Cette conquête de nouveaux domaines d’activités se fait pas à pas et toujours à partir des mêmes critères qui président à la sélection, comme au contrôle de chaque membre titulaire de l’Appellation de Qualité du Collège Culinaire de France. Ces membres ont été choisis pour leur compétence, leur réputation professionnelle, leur diversité de points de vue, leur complémentarité, leur intégrité, leur indépendance, leur capacité d’écoute et d’échange, et leur totale adhésion aux valeurs et principes d’engagement militant du Collège Culinaire de France.

Florence Coiffard, Romain Iltis, et Hervé Marziou  ©Sandrine Kauffer-Binz

« Il y a, à peine, 30 ans, la bière n’avait pas d’autre image que d’être une boisson alcoolisée et désaltérante. On commandait « un demi » sans même se préoccuper de ce que l’on allait nous servir. Aujourd’hui, grâce à ce mouvement international de brasseurs – domestiques et artisanaux – la bière a retrouvé des lettres de noblesse. » selon Hervé Marziou, biérologue expert au Collège Culinaire de France.
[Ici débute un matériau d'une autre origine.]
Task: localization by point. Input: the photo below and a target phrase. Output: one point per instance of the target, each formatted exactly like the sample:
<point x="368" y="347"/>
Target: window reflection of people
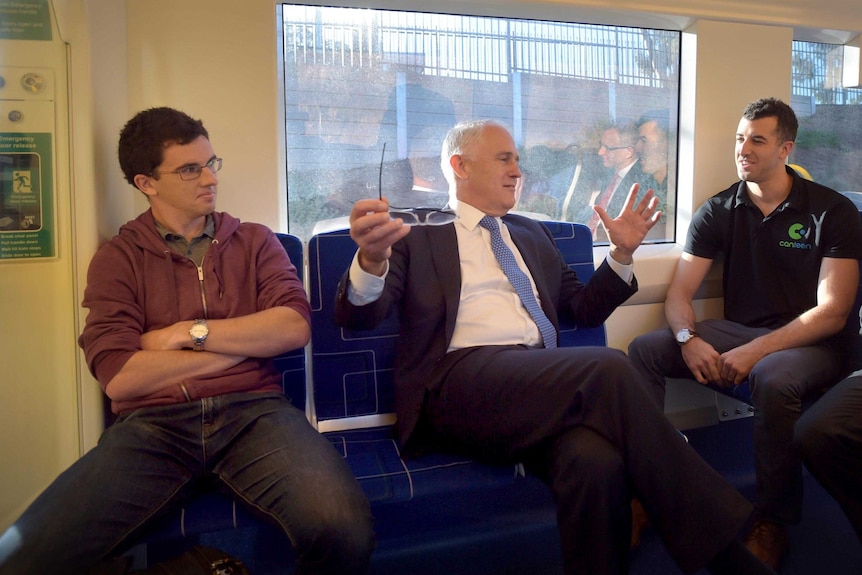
<point x="652" y="148"/>
<point x="618" y="153"/>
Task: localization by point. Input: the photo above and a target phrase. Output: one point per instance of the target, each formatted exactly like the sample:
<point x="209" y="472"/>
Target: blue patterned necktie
<point x="519" y="281"/>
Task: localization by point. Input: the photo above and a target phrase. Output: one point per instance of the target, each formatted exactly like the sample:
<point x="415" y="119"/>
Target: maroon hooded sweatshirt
<point x="136" y="284"/>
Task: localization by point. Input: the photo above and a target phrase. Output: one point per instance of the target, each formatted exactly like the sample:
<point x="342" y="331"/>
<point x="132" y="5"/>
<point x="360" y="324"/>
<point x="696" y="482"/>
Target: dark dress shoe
<point x="768" y="542"/>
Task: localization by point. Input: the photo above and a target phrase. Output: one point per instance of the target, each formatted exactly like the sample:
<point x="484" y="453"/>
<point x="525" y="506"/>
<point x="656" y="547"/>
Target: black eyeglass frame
<point x="193" y="172"/>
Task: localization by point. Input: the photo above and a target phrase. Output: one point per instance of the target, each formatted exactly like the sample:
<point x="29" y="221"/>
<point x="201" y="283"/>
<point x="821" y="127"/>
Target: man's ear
<point x="145" y="184"/>
<point x="459" y="167"/>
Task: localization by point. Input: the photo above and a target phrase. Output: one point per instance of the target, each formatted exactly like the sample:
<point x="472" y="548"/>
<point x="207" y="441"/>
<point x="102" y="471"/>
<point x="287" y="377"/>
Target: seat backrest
<point x="292" y="364"/>
<point x="575" y="243"/>
<point x="353" y="370"/>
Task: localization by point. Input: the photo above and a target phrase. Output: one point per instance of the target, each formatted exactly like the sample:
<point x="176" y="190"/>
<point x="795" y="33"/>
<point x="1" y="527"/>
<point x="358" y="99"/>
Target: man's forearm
<point x="149" y="371"/>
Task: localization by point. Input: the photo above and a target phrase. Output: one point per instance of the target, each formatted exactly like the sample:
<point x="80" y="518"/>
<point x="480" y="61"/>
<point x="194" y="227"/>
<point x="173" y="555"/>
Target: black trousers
<point x="828" y="436"/>
<point x="581" y="419"/>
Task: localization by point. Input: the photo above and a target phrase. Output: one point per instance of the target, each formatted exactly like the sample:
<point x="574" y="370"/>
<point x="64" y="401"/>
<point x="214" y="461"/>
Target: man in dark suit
<point x="617" y="151"/>
<point x="475" y="372"/>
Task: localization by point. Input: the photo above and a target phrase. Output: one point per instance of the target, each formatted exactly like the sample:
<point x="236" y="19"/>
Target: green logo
<point x="795" y="231"/>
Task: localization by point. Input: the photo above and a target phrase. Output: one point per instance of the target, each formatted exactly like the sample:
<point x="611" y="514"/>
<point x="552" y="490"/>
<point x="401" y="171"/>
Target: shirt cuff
<point x="625" y="271"/>
<point x="363" y="287"/>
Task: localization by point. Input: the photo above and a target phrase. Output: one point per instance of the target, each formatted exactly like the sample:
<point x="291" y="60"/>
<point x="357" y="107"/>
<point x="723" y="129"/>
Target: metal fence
<point x="480" y="48"/>
<point x="817" y="74"/>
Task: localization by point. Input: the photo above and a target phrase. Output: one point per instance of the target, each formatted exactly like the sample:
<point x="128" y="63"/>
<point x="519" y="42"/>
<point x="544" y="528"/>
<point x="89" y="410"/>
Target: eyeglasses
<point x="194" y="171"/>
<point x="414" y="216"/>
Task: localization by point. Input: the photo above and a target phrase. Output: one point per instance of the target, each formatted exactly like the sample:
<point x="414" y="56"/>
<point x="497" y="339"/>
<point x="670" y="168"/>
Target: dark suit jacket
<point x="424" y="286"/>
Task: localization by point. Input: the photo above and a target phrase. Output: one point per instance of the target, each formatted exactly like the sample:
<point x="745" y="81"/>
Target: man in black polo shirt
<point x="790" y="249"/>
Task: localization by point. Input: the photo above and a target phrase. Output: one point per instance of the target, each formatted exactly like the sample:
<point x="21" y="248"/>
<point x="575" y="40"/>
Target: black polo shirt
<point x="772" y="263"/>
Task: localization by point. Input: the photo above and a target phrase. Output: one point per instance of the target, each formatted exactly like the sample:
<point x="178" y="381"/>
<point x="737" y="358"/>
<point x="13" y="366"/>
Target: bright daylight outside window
<point x="593" y="109"/>
<point x="829" y="143"/>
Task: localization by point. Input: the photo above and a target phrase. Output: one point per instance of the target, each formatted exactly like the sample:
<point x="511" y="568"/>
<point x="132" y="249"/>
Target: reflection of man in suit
<point x="652" y="147"/>
<point x="474" y="372"/>
<point x="617" y="151"/>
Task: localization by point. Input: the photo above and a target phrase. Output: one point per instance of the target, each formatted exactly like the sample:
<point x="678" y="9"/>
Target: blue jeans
<point x="260" y="447"/>
<point x="779" y="383"/>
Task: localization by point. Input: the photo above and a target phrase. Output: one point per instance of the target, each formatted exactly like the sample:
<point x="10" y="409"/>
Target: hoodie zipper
<point x="201" y="281"/>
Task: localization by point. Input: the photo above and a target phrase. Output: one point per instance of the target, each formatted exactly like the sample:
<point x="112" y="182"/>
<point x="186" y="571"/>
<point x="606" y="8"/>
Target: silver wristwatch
<point x="685" y="335"/>
<point x="199" y="332"/>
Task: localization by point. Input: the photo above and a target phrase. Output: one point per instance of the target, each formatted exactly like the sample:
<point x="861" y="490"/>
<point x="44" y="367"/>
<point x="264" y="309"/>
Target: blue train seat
<point x="212" y="511"/>
<point x="438" y="512"/>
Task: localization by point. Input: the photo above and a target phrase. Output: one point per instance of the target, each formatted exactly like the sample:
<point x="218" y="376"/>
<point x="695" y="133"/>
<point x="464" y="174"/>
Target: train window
<point x="829" y="145"/>
<point x="592" y="108"/>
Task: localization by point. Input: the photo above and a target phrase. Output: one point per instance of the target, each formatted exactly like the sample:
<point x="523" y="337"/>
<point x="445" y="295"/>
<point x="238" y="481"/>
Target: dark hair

Vrai reflet d’un savoir-vivre à la française, de plus en plus de brasseurs artisanaux accordent de l’importance à l’élaboration de bières identitaires, qui s’appuient sur les spécificités du terroir sur lequel elles sont produites. « Une typicité de bière française commence à poindre qui amènera certainement à la création de bières IGP et AOC. » ajoute Hervé Marziou.

Vidéo des Chefs #3 réalisée par Loïc Ballet

Et il en va de même pour les cidriers et distillateurs ! L’attention accordée à l’origine des matières premières, le choix de méthodes de production propres, les relations de qualité avec les acteurs de leurs écosystèmes, répondent aux mêmes critères définis pour prétendre à l’Appellation de Qualité. Le Collège Culinaire de France a donc décidé de soutenir et valoriser ces artisans qui par leurs philosophies, leurs pratiques et leurs produits, représentent un terroir et participent à la transmission de notre patrimoine culinaire. C’est aussi l’occasion de sensibiliser les professionnels de la restauration à la richesse et la diversité des techniques de production artisanale de la brasserie, cidrerie, distillerie, et de leur proposer une alternative écoresponsable.

« En effet, pour les Restaurants de Qualité, il est essentiel d’avoir une carte de boissons à la hauteur des autres produits de qualité qu’ils proposent. Une boisson de type « bière industrielle » ne répondant pas à la qualité et l’exigence d’une cuisine de qualité peut compromettre l’ensemble de l’expérience culinaire. » précise Romain Iltis, sommelier de la Villa René Lalique.